Term1 Project2: Traffic Sign Recognition Classifier

Summary

The project builds a convolutional neural network (CNN) to classify German traffic lights, achieved test accuracy 95%.
Best accruacy is achieved by preprocessing image with CLAHE equalization, and then through a CNN model, based on LeNet with adding Batch Normalization, Dropout, and more hidden convolution layer and full connected layers. All the parameters are tuned with iterative approach.
Data augmentation is implemented with 4x more samples with geometry transformation for training set, but final performance is slightly worse.
Final model is tested on new web images. Grayscale and RGB accuracy are comparable in training, validation and test sets with final model, but grayscale is more reliable with new web images.
Grayscale version is Traffic_Sign_Classifier_grayscale.ipynb (.html). RGB version is Traffic_Sign_Classifier_color.ipynb(.html)

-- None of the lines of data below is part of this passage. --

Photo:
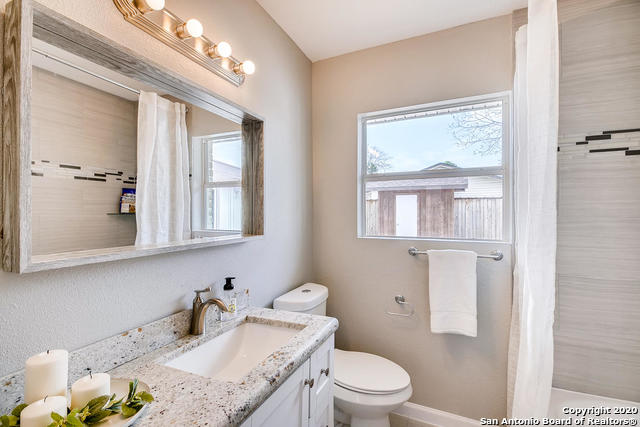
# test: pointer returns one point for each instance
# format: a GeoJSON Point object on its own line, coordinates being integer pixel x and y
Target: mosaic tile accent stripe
{"type": "Point", "coordinates": [49, 169]}
{"type": "Point", "coordinates": [612, 142]}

Steps for Building a Traffic Sign Recognition Classifier

The steps of this project are the following:

Load the data set, explore, summarize and visualize the data set

Improve the image quality with cv2 CLAHE equalizer colored and grayscale
Augment images with 3 types of geometry transformations
Design, train and test a modified model architecture with hyperparameters tuning
Make predictions on new images with top5 softmax probabilities

Step1: Data Set Summary & Exploration

A. basic summary of the data set

I used the pandas library to calculate summary statistics of the traffic signs data set:

The size of training set is 34799
The size of the validation set is 4410
The size of test set is 12630
The shape of a traffic sign image is (32, 32, 3)
The number of unique classes/labels in the data set is 43

B. Include an exploratory visualization of the dataset.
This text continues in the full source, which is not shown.